Putin Is Set for Fateful Decisions to Avert War Flare-up in Syria

In the last three weeks, President Vladimir Putin‘s emissaries have turned up here, there and everywhere in the Middle East, focusing mostly on pro-American capitals.

One Jan. 21, Director of Russian Foreign Intelligence Sergei Naryshkin visited Riyadh and met with Saudi Crown Prince Mohammed bin Salman (MbS), who is also the kingdom’s defense minister. He also held talks with his opposite number, Khalid bin Ali bin Abdullah al-Humaidan.

On Jan. 29, Russian Security Council Secretary Nikolai Patrushev was found in Cairo holding talks with Egyptian intelligence chiefs and also invited to meet President Abdel-Fatteh El-Sisi.

Two days later, on Jan. 31, Patrushev was in Abu Dhabi, received by the United Arab Emirates national security adviser, Sheikh Tahnoon bin Zayed Al Nahyan.

In between those trips, on Jan. 28, Putin’s Special Adviser on Syria, Alexander Lavrentiev, and Deputy Foreign Minister Sergei Vershinin arrived in Jerusalem and sat down with Prime Minister Binyamin Netanyahu (who is also defense minister) and the director of Israel’s National Security Council, Meir Ben-Shabat.

The Russian diplomatic marathon covered a wide range of topics: Syria, Iran, Libya, Sudan, the Red Sea, the war on ISIS and Al Qaeda, and world oil markets.
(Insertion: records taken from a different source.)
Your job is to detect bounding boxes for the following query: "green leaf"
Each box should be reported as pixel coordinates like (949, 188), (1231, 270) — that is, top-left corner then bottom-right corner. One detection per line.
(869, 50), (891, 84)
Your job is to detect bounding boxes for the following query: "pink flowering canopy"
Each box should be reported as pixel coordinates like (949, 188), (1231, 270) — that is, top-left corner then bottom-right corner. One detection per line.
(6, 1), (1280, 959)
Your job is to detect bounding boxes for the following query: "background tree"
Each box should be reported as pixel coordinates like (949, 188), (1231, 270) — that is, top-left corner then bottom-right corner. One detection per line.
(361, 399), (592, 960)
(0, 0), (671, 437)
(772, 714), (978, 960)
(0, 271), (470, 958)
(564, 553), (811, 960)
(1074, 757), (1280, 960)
High on the agenda of the Russian talks with Gulf rulers were two issues: Moscow wants the oil-rich Arab governments to put up funding for the reconstruction of war-ravaged Syria, suggesting as a quid pro quo the curtailment of Iranian influence in Damascus.
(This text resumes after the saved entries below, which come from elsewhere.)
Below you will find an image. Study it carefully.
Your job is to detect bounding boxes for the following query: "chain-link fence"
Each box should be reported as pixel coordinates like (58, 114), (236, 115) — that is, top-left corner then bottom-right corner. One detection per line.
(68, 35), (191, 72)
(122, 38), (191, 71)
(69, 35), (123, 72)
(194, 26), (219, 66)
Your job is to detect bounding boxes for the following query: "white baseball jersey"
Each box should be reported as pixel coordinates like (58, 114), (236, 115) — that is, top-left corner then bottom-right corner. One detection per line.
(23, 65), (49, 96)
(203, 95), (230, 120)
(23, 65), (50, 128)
The Saudis and Emirates tried to lock Russia and other non-OPEC governments in on management of the oil market for several years to come.
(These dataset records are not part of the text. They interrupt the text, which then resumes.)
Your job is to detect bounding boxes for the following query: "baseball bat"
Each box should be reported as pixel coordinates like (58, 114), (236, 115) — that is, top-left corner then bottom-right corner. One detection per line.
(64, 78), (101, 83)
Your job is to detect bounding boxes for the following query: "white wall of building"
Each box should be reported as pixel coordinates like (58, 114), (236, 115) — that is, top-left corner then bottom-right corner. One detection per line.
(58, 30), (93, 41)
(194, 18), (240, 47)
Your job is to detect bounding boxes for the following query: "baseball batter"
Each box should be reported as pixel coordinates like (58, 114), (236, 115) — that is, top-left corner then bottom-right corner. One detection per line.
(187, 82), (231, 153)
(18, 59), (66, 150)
(Russia is intensely involved in a new Mid East pipeline project. See separate article.)

Moscow’s diplomatic momentum carried forward a three-way summit of Putin, Iran’s President Hassan Rouhani and Turkey’s Tayyip Erdogan to take place at the Black Sea resort of Sochi on Feb. 14.

A week later, on Feb. 21, the Israeli prime minister is due in Moscow with plenty to discuss with Putin.

This diplomatic flurry is taken by DEBKA Weekly’s military and intelligence sources as the harbinger of major decisions by President Putin on his Middle East strategy for 2019. Since Washington has applied the brakes on the US military pullout from Syria – and a number of troops will certainly remain – the Russian leader sees Tehran turning up the military heat to force the Americans to withdraw – not only from Syria, but from Iraq as well. The various pro-Iranian Shiite militias under Iranian command will be harnessed for phased attacks on US forces in both countries, while, at the same time, Israel is not expected to sit on its hands but to soon resume its air and missile strikes on Iranian facilities in Syria.

The Russia president sees all the signs of the troubles in store and knows he can’t duck them.

On Wednesday, Feb. 6, Iran’s Foreign Minister Mohammad Javad Zarif commented: “The trilateral summit [in Sochi] will touch on Israel’s air strikes in Syria.” It will also review “the planned withdrawal of US forces from Syria.”

Turkey too is heading for a showdown. Erdogan refuses to lie down for the prohibition laid on him by Moscow and Washington against sending the Turkish army into Syria and is plotting how to use the next international crisis as an opportunity to go for Syria’s Kurds.

At the tail end of its civil war, Syria is therefore on the verge of blowing up into a battlefield, with the US and Israel ranged against Iran, and the Turks fighting Kurds. Putin knows that, unless he can arrest this nightmare scenario, he has no hope of realizing military and political gains from the heavy Russian investment he has sunk into his Syrian venture.